- Church: Church in the Province of the West Indies
- Diocese: North East Caribbean and Aruba
- Installed: 6 May 2022
- Predecessor: Errol Brooks

Orders
- Ordination: 1985 (Deacon), 2010 (Canon), 2022 (Bishop)

Personal details
- Denomination: Anglicanism
- Profession: Bishop
- Alma mater: Codrington College University of the West Indies

= Ernest Flemming =

Nevisian Anglican bishop

Ernest Alroy Flemming is a Nevisian Anglican Bishop who is the Bishop of the Diocese of the North East Caribbean and Aruba.

==Career==
Flemming is from Barnes Ghaut, Nevis. He studied theology at the University of the West Indies and was trained at Codrington College. He became a Deacon in 1985.

In 2010, Flemming was made a Canon of the Cathedral Church of St. John the Divine, Antigua. Prior to his appointment as a Bishop in 2022, Flemming was the Dean of the cathedral.

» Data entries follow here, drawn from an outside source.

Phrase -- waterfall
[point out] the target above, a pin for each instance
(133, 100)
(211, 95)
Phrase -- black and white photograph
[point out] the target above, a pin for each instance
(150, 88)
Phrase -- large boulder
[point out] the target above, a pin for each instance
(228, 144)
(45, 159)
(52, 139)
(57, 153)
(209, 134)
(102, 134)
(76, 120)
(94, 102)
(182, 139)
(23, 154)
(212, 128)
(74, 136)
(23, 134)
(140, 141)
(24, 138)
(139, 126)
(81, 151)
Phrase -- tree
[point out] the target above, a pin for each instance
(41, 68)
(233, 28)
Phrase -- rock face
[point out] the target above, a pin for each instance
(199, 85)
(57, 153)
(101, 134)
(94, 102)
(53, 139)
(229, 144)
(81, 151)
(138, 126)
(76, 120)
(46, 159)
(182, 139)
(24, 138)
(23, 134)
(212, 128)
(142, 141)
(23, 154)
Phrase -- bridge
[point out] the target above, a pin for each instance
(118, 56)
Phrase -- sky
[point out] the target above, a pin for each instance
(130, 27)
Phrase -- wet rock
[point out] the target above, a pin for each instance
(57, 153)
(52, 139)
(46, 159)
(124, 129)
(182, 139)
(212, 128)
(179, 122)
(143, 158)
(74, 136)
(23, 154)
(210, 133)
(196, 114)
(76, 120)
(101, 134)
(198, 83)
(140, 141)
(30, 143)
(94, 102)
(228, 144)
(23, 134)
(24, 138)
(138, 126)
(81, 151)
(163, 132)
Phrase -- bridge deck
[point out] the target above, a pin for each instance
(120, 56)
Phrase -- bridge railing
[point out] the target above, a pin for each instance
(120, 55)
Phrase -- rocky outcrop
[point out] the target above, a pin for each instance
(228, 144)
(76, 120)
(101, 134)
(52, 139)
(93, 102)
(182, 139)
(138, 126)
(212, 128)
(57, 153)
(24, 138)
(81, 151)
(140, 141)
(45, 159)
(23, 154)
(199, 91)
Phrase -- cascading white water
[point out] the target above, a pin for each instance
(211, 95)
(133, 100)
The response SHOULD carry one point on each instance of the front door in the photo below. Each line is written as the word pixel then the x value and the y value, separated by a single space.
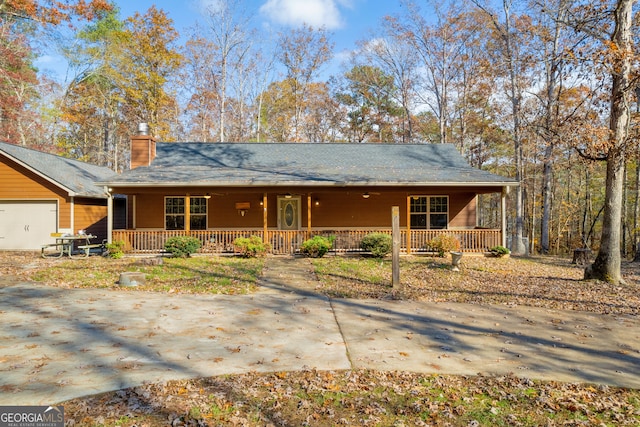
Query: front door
pixel 289 213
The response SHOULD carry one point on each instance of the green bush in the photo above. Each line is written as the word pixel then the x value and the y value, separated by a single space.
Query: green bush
pixel 251 247
pixel 115 249
pixel 317 246
pixel 379 244
pixel 444 243
pixel 499 251
pixel 182 246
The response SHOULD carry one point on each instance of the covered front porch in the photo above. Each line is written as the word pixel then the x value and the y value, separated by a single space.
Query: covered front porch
pixel 288 242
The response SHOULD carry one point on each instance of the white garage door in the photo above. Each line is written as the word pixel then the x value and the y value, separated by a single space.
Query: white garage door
pixel 25 224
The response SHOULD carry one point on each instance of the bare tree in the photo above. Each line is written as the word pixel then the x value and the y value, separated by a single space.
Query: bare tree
pixel 303 52
pixel 227 24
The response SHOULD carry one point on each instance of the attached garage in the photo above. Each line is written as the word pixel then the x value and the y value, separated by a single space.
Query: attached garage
pixel 26 224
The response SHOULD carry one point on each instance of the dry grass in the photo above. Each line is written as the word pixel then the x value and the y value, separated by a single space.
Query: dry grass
pixel 373 398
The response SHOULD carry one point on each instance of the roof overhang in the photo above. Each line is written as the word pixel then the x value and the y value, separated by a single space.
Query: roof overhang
pixel 307 184
pixel 70 192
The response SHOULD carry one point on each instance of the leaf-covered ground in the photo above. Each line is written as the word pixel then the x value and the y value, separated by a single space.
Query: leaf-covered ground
pixel 364 397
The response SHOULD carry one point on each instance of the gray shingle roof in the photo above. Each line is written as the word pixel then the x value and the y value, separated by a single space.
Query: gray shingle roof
pixel 279 164
pixel 78 178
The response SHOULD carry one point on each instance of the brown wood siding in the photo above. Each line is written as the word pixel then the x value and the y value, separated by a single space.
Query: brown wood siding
pixel 149 211
pixel 19 183
pixel 337 207
pixel 462 211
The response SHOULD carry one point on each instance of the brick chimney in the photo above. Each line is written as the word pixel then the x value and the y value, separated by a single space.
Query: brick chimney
pixel 143 147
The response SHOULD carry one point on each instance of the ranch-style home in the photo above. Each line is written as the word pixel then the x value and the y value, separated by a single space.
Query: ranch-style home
pixel 42 193
pixel 286 193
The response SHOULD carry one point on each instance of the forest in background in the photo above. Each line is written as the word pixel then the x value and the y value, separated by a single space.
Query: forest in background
pixel 522 88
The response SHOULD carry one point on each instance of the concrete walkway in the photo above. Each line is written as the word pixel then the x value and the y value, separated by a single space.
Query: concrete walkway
pixel 56 344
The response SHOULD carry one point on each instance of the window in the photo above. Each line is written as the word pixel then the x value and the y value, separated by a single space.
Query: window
pixel 175 213
pixel 429 212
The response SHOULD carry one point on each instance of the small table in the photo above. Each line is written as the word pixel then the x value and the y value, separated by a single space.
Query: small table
pixel 66 244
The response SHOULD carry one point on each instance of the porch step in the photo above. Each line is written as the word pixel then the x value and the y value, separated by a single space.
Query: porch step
pixel 288 274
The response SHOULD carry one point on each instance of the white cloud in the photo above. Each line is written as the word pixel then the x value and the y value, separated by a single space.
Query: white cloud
pixel 317 13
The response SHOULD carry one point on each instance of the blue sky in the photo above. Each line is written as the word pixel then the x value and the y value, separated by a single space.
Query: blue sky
pixel 349 21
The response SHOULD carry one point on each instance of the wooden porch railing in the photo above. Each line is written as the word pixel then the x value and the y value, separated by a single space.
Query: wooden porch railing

On 14 January 2022, Flemming was elected as the Bishop-elect of the Diocese of the North East Caribbean and Aruba. He was later consecrated and ordained on 4 May 2022, and enthroned on 6 May 2022, becoming the 13th Bishop of the diocese and succeeding Errol Brooks.

==Personal life==
Flemming is married and has two children.